The results shown are time-sensitive. As we delete items in the steps above, this list shrinks. However, some items remain in the list even after they're deleted, mostly just Instances and Volumes in EC2. We're confirming that's all in our list here, and since we know we've already deleted all instances and volumes in EC2, then we should be clear to proceed. - AWS > IAM > Policies
Delete the IAM policies… one… at… a… time.
Last time I checked, the Terraform destroy was not deleting the rocoll-eks-elb-sl-role-creation<…> policy automatically. You might have several in there. Delete any you find that appear associated with your Viya deployment. - AWS > Resource Groups > Saved Resource Groups > <your userid>-rg
We don't need the resource group anymore. To delete it, you must open your resource group directly to find the delete button (not simply select it from a list table and use an Action button as shown in prior steps).
Ready for more
With everything that viya4-iac-aws created finally deleted from AWS, then we can try running the Terraform apply again. And in my example situation, make sure to specify a location for the tfstate file that is persistent (i.e. not solely inside a container) so that we don't need to manually delete things all over again.
And here's a hint at the trial and error I attempted when working on this post. If you neglect to delete something that the sasviya4-iac-aws created, then when you're running Terraform apply, it'll eventually fail out complaining about something similar to:
Error: Error creating IAM policy rocoll_ebs_csi_policy: EntityAlreadyExists: A policy called rocoll_ebs_csi_policy already exists. Duplicate names are not allowed.
status code: 409, request id: a80638a6-7815-45d9-a2b9-a3905f61bce4
Error: Error import KeyPair: InvalidKeyPair.Duplicate: The keypair 'rocoll-nfs-server-admin' already exists.

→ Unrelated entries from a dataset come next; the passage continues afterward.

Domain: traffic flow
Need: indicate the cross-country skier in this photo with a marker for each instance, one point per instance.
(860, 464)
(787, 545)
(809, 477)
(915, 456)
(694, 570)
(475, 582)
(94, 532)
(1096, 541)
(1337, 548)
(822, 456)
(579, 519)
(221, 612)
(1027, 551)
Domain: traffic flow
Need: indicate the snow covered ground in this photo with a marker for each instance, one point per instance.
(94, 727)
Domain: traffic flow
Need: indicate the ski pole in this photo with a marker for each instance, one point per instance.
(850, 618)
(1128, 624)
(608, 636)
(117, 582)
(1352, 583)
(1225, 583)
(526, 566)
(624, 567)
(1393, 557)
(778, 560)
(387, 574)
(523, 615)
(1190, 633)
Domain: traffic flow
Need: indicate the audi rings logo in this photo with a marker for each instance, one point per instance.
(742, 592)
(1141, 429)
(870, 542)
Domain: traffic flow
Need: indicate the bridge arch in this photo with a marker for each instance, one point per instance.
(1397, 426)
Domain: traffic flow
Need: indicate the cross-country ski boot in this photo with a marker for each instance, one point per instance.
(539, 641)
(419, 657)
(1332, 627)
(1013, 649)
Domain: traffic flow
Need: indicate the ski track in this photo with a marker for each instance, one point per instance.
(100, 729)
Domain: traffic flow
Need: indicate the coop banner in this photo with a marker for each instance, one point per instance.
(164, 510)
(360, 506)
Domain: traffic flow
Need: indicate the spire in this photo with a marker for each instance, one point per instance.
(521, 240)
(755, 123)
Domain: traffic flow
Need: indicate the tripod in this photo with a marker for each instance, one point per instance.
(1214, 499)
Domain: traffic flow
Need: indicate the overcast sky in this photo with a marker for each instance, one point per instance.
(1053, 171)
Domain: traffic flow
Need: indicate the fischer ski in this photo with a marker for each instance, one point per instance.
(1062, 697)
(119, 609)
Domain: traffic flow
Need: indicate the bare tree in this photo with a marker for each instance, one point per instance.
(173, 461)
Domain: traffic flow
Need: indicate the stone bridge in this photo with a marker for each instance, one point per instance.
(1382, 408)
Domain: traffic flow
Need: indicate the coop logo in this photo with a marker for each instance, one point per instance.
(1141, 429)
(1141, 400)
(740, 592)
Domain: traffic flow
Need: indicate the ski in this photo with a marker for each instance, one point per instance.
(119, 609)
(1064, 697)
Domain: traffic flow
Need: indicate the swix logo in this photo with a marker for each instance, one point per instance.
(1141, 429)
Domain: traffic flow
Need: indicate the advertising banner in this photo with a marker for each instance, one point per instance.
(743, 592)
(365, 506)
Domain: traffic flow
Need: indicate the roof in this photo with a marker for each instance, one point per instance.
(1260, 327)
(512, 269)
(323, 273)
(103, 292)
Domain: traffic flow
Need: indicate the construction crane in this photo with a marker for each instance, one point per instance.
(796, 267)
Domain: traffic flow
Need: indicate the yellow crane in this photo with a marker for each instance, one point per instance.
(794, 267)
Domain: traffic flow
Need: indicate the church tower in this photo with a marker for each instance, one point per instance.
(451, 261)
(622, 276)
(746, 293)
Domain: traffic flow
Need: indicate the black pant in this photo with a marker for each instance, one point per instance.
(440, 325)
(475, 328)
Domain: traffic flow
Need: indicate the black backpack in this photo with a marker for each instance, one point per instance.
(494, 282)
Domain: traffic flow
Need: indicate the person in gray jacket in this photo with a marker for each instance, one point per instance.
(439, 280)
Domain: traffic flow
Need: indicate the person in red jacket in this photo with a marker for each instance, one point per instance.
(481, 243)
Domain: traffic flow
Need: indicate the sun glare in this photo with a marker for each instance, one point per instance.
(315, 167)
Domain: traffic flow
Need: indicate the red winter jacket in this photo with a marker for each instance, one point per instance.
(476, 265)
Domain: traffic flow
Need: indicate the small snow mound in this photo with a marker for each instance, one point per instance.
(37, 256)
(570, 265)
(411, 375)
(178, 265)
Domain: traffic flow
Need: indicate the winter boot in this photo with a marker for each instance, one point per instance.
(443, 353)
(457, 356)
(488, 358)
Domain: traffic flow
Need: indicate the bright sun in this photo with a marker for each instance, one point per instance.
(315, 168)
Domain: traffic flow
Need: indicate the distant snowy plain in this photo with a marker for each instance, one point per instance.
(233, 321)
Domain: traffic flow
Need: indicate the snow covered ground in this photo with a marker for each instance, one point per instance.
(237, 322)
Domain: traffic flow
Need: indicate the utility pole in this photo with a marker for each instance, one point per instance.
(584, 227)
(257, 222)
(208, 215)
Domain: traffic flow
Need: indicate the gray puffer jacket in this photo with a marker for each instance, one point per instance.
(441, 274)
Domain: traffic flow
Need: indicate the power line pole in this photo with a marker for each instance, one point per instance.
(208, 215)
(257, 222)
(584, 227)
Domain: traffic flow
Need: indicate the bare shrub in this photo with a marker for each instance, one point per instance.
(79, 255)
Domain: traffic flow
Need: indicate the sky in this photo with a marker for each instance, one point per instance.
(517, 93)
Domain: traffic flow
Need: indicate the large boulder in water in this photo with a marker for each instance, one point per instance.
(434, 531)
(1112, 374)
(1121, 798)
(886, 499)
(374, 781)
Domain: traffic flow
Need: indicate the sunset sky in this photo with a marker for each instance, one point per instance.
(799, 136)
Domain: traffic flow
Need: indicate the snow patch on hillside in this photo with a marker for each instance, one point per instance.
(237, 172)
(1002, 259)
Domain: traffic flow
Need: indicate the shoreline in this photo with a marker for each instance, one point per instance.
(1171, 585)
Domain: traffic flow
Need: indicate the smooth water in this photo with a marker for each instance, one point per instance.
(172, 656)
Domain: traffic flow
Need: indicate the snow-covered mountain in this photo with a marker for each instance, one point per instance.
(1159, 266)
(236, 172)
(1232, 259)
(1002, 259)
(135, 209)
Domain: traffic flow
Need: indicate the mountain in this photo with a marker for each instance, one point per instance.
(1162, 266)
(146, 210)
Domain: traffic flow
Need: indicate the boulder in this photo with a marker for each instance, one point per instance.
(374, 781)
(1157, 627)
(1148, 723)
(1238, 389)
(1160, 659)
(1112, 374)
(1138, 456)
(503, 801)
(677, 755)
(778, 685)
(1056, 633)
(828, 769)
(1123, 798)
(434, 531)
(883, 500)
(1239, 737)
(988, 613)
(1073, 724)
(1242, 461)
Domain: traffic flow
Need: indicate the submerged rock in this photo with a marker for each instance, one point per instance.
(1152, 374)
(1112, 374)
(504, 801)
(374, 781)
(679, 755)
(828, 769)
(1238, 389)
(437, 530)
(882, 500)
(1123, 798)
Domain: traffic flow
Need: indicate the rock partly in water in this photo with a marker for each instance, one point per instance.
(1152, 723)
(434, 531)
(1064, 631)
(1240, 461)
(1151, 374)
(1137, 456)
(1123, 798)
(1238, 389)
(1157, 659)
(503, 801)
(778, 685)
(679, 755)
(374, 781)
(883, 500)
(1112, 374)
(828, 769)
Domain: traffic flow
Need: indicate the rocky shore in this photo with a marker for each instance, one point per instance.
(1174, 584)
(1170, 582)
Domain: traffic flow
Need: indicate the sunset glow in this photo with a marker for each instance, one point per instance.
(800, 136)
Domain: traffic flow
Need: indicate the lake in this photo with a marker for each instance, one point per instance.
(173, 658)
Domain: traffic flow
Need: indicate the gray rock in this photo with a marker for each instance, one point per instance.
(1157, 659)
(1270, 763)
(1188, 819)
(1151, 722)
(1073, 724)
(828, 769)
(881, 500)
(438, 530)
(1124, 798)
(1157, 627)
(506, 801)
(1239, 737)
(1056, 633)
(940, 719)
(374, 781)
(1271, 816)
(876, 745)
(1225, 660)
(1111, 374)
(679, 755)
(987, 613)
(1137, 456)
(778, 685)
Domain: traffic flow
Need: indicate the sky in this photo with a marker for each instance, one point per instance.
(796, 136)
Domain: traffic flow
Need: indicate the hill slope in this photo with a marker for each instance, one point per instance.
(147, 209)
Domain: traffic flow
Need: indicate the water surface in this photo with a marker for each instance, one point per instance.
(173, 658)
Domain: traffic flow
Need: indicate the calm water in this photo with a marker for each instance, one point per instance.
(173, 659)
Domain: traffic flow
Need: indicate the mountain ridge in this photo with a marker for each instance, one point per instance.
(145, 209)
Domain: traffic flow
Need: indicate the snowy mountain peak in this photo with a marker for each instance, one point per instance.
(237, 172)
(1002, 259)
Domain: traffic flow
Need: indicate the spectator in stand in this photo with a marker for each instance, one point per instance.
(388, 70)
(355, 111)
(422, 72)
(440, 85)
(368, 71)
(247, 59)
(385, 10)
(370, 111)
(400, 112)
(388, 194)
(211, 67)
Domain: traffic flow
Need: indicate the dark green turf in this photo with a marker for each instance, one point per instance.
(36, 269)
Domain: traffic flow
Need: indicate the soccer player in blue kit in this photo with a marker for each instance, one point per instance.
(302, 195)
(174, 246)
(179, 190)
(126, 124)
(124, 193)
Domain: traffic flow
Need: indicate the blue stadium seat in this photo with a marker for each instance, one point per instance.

status code: 400, request id: 2377695b-a9e3-4427-b6b6-a7487c3c54ce
As you can see, the problem is that Terraform cannot create AWS resources with the same name. That's your clue to find those items and delete them. Take care to also run the Terraform destroy at this moment before attempting yet another Terraform apply.
Make it better
I've still got a lot to learn about AWS and optimizing SAS Viya's deployment there. And so if you've got a simpler, more complete, or just plain better approach to deleting items when Terraform is unable to, then please share it in the comments below, or email me. I'm happy to update this post with any improvements.
The next step
Creating and managing resources in AWS is just a preliminary step. The end objective is to deploy SAS Viya software into the environment. Many of the same folks who brought us the sasviya4-iac project are also working on an effort to help make that goal easier to attain: see the SAS Viya 4 Deployment project in the sassoftware repository in Github.